# Hymer 584 control panel - advice please



## 106916 (Sep 8, 2007)

The guages on my Hymer 584 control panel don't work - unless you put 12v across the terminals and then they register that! They then work to show the level in the water tanks and leisure bateries 1 & 2 - for about 30mins and then they go dead again.
Any idea what could be wrong with them?
Thanks
Vidura


----------



## mangothemadmonk (Aug 6, 2006)

Can't help you, not good on electrics, but a friendly "bump" to see if anyone else can?

Johnny F


----------



## 106916 (Sep 8, 2007)

*electronics boffin's advice needed*



mangothemadmonk said:


> Can't help you, not good on electrics, but a friendly "bump" to see if anyone else can?
> 
> Johnny F


Thanks Johnny, I'll add a bump myself
I need an electonics boffin!


----------



## geraldandannie (Jun 4, 2006)

Hey ho!

I don't know nuffink about the panel itself, but from your description, I would say the supply to the panel is missing - maybe through the earth (-ve) terminal.

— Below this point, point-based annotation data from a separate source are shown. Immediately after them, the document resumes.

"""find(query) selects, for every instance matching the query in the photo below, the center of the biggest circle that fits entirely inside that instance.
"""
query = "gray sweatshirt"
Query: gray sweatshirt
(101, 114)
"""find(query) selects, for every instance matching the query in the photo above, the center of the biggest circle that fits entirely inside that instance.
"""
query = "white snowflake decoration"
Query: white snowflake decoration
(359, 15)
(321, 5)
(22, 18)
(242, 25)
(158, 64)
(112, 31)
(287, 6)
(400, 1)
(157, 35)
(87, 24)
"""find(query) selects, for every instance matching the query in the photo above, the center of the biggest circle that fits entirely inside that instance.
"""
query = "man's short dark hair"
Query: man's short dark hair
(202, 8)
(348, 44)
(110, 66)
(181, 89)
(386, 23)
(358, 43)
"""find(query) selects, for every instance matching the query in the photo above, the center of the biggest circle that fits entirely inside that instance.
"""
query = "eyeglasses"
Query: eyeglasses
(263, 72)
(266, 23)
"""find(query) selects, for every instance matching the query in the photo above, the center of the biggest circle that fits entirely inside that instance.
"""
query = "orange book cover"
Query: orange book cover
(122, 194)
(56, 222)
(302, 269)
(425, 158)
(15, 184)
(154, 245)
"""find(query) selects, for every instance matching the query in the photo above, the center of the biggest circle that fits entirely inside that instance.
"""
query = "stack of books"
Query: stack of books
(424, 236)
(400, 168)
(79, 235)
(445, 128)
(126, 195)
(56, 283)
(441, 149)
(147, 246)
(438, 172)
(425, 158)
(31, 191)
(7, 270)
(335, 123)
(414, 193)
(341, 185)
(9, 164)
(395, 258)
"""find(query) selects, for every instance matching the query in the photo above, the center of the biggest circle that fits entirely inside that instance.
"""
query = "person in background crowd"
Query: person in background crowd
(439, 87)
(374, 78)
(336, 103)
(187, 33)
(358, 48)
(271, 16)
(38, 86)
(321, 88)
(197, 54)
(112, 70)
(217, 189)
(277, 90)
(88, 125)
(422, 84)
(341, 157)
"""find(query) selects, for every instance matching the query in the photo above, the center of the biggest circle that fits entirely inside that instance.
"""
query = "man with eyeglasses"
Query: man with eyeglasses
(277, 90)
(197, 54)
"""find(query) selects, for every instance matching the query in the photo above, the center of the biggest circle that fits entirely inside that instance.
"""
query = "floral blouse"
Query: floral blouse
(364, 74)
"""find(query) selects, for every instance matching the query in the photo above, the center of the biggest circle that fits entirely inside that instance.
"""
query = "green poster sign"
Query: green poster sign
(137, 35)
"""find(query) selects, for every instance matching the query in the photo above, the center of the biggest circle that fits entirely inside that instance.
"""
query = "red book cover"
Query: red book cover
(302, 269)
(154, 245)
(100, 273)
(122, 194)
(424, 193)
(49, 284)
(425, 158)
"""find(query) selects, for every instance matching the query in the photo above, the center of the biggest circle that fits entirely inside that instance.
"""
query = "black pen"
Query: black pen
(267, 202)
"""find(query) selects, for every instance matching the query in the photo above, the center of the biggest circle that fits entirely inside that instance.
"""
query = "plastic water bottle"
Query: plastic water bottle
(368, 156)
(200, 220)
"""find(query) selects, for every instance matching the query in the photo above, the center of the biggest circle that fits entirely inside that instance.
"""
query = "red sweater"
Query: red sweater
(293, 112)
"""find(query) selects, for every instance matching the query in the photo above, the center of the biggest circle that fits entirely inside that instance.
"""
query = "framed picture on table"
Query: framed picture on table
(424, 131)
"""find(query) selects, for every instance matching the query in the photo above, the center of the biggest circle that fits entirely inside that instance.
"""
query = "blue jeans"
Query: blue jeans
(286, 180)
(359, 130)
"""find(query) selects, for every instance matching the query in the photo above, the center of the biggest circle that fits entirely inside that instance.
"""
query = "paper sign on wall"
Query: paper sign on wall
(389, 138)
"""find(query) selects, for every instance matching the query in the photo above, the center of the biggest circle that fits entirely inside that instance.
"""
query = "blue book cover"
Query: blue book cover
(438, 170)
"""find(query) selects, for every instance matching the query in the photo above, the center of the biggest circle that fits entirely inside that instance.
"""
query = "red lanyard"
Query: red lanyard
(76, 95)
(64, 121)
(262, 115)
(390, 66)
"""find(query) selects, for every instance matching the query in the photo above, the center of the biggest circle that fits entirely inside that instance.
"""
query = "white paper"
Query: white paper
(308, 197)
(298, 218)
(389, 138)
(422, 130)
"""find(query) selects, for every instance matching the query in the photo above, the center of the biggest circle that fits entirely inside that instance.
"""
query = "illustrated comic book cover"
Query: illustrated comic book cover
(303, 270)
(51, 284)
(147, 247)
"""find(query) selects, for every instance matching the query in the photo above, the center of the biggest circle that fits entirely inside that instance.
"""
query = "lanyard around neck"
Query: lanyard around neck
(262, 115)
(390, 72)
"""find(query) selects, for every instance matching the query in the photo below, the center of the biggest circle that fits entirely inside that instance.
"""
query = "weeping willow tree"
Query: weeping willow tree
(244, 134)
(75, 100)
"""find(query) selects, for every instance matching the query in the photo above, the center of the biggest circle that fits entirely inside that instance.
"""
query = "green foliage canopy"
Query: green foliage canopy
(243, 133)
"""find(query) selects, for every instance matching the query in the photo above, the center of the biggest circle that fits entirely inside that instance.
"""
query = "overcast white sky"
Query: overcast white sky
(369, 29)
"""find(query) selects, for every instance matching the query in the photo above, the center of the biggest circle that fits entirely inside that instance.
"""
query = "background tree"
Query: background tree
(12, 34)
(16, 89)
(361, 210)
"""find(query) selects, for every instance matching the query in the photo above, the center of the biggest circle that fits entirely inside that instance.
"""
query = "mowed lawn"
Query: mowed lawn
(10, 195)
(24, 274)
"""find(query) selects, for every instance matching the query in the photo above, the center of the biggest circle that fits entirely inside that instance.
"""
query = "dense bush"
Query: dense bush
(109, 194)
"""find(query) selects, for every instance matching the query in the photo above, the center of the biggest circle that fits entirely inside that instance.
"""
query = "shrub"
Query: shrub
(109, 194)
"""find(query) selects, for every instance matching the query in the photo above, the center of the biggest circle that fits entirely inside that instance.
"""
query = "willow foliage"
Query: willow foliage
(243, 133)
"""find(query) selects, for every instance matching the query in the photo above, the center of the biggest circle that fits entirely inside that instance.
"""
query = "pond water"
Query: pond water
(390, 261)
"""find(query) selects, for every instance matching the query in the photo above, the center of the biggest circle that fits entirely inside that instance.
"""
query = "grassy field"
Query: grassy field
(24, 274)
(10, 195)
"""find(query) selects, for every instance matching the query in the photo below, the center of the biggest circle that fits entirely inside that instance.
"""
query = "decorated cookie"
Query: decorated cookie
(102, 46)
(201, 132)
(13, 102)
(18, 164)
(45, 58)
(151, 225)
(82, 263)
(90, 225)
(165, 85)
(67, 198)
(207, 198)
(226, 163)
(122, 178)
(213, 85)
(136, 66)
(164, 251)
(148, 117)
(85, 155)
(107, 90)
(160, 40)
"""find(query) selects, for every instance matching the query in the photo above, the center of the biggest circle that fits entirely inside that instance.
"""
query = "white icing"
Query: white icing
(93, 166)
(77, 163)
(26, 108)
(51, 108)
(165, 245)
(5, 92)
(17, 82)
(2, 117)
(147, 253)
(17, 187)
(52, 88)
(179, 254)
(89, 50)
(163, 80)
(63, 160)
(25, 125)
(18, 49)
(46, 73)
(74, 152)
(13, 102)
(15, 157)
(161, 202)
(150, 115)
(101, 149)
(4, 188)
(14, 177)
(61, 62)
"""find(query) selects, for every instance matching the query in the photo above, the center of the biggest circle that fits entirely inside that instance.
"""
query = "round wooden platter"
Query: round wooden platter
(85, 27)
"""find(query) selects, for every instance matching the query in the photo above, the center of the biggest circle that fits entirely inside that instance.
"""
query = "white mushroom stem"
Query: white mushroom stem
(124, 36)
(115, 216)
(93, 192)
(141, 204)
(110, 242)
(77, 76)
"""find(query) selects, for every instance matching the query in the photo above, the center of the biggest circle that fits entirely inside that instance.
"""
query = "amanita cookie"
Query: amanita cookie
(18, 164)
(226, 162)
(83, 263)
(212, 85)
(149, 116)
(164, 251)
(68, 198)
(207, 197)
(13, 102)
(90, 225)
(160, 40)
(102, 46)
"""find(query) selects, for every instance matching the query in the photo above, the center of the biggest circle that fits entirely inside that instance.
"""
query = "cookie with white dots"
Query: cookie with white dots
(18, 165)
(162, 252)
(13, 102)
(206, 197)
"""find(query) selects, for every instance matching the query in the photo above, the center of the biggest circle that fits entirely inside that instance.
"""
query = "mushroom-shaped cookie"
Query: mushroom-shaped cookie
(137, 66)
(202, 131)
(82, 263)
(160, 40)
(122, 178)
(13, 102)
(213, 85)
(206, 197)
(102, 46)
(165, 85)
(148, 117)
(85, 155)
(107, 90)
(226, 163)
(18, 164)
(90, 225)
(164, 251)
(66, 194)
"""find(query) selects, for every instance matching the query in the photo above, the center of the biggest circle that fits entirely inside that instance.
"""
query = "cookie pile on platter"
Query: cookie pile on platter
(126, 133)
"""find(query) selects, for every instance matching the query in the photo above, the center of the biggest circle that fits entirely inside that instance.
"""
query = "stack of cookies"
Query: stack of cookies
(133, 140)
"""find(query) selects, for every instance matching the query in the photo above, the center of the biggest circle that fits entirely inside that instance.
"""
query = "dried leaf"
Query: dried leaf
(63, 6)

Your dropping of 12V across it would be enough to keep it powered for a little while through the on-board capacitors, but they eventually drain, and it shuts off.

If you have a voltmeter, check the supply terminals. Then check one of them (say, the +ve) with one lead of the voltmeter, and the other to a known good 0volt body earth (maybe through a separate piece of wire). Then do the opposite - one lead on the -ve or )volt terminal, and the other through a piece of wire to the battery +ve. You'll be able to identify which connection is broken.

Is there anything else that doesn't work? Could it be a fuse or a circuit breaker?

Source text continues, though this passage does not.